Scarecrow is a periodically interesting but ultimately unsatisfying character study of two modern drifters. Gene Hackman is excellent as a paroled crook with determined plans for the future, but Al Pacino is shot down by the script which never provides him with much beyond freaky second-banana status.

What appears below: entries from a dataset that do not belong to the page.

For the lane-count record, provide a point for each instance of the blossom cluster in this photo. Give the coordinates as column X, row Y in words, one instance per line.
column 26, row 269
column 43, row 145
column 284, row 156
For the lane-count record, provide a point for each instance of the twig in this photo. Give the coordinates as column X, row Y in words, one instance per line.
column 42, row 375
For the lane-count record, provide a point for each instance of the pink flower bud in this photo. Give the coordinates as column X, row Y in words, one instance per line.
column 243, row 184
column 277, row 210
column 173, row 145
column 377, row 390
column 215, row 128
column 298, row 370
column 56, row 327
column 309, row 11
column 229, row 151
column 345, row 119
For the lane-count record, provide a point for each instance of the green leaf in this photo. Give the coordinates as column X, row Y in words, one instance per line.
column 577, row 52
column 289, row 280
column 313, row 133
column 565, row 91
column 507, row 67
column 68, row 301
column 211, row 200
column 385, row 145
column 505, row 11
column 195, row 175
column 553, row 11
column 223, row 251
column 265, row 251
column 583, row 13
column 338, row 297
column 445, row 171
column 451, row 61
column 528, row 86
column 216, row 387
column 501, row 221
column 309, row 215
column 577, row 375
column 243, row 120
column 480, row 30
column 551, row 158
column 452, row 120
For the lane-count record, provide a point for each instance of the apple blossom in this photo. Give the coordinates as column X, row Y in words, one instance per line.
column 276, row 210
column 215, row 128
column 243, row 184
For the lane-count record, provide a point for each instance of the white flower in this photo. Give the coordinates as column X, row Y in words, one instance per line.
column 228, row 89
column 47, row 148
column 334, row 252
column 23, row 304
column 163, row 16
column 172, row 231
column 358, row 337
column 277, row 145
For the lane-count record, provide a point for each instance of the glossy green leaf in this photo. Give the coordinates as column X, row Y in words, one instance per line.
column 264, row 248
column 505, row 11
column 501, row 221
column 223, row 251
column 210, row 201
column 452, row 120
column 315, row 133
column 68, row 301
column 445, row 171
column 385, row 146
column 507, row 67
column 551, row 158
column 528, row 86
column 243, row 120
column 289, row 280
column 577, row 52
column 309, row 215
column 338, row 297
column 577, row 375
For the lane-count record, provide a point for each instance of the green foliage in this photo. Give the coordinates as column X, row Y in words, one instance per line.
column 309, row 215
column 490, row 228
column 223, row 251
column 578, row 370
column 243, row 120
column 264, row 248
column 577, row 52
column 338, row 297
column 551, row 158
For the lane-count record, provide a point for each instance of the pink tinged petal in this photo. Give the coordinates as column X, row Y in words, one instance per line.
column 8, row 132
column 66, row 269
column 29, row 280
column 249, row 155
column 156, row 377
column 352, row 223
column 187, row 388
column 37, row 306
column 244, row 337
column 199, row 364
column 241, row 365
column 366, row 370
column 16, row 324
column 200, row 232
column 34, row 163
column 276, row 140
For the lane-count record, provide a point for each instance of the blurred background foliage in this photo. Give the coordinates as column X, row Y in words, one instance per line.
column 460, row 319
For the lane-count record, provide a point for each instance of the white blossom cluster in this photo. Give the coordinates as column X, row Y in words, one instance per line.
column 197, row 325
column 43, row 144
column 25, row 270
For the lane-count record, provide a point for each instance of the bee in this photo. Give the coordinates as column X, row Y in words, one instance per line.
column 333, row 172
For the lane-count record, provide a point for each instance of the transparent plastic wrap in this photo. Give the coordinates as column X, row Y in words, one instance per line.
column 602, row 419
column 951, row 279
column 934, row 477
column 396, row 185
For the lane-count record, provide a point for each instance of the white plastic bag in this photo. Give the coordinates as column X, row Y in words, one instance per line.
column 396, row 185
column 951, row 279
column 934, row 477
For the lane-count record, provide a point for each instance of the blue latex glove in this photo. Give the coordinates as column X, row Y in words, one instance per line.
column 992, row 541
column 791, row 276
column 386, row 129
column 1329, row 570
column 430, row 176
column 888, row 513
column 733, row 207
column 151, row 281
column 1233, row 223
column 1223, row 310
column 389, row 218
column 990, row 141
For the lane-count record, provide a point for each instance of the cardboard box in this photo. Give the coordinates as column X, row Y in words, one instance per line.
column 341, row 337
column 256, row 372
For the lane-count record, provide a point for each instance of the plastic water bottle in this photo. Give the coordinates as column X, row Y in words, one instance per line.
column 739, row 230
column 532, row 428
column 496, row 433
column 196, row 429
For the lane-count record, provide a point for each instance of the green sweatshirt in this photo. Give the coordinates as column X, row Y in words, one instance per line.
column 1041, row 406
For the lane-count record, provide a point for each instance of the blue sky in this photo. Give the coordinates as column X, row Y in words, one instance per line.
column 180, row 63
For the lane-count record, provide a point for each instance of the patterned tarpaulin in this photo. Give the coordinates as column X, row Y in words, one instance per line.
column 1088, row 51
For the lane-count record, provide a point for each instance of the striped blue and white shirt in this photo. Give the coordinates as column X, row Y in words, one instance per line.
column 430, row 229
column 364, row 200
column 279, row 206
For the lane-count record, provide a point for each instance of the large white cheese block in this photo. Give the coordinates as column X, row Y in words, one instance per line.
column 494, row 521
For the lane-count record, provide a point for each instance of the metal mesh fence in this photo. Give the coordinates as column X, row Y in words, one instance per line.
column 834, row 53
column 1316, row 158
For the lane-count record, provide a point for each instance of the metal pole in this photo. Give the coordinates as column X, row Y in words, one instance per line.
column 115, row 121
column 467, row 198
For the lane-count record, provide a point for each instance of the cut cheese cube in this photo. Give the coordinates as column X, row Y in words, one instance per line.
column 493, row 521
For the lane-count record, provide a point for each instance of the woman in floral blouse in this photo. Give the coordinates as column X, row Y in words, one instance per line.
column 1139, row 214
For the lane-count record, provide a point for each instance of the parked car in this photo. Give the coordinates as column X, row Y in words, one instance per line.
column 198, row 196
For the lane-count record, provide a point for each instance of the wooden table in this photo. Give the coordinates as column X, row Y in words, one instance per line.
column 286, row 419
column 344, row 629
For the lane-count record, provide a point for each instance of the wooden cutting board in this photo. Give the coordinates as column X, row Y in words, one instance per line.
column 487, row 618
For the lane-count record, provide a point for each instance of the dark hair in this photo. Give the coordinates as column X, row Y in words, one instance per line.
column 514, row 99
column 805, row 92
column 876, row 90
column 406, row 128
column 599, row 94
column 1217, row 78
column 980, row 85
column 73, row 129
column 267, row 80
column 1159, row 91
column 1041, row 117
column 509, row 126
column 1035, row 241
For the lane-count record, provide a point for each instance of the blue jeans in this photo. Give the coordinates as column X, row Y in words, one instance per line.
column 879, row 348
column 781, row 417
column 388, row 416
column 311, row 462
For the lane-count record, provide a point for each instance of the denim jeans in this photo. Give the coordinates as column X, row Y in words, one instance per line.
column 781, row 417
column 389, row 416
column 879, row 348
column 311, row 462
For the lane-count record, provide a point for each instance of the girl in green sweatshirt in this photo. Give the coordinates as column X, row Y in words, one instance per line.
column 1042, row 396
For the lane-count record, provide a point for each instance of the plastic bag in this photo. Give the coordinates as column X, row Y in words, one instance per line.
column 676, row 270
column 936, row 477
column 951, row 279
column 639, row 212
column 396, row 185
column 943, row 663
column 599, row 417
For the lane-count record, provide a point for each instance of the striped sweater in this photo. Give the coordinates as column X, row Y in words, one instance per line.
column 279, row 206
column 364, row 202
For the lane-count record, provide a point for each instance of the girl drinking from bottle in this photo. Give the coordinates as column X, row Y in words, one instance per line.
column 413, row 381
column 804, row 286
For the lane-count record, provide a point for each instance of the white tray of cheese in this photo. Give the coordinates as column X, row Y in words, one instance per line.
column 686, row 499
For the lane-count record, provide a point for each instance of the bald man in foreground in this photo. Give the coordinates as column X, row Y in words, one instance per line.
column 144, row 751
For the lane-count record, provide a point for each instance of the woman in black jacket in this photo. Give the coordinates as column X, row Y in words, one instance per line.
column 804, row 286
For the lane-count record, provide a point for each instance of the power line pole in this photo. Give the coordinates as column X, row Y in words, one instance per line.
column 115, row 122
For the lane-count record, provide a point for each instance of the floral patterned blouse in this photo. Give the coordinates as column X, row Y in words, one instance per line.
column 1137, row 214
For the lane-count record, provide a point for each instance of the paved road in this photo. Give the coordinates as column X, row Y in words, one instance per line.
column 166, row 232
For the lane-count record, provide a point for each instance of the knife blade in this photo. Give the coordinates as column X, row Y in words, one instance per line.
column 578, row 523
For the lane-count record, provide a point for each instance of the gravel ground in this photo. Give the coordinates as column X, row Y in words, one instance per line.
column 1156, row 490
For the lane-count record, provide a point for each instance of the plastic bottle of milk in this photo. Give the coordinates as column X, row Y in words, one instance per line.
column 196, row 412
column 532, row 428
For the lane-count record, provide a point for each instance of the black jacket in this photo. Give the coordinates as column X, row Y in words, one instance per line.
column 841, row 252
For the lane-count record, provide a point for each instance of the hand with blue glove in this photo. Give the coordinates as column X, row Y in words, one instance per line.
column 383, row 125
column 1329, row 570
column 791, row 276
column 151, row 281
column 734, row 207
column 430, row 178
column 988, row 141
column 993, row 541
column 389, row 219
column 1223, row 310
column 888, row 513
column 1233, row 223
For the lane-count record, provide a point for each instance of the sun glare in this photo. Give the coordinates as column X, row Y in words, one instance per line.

Scarecrow is a periodically interesting but ultimately unsatisfying character study of two modern drifters. Gene Hackman is excellent as a paroled crook with determined plans for the future, but Al Pacino is shot down by the script which never provides him with much beyond freaky second-banana status.

Script seems an attempt to update Runyonesque characters and situations to the seamy 1970s.

Hackman and Pacino meet in the California countryside. The former is gruff, eccentric, crude and volatile. The latter is likeable, weak, but sufficiently put together to return to Detroit to the wife and child he abandoned years earlier.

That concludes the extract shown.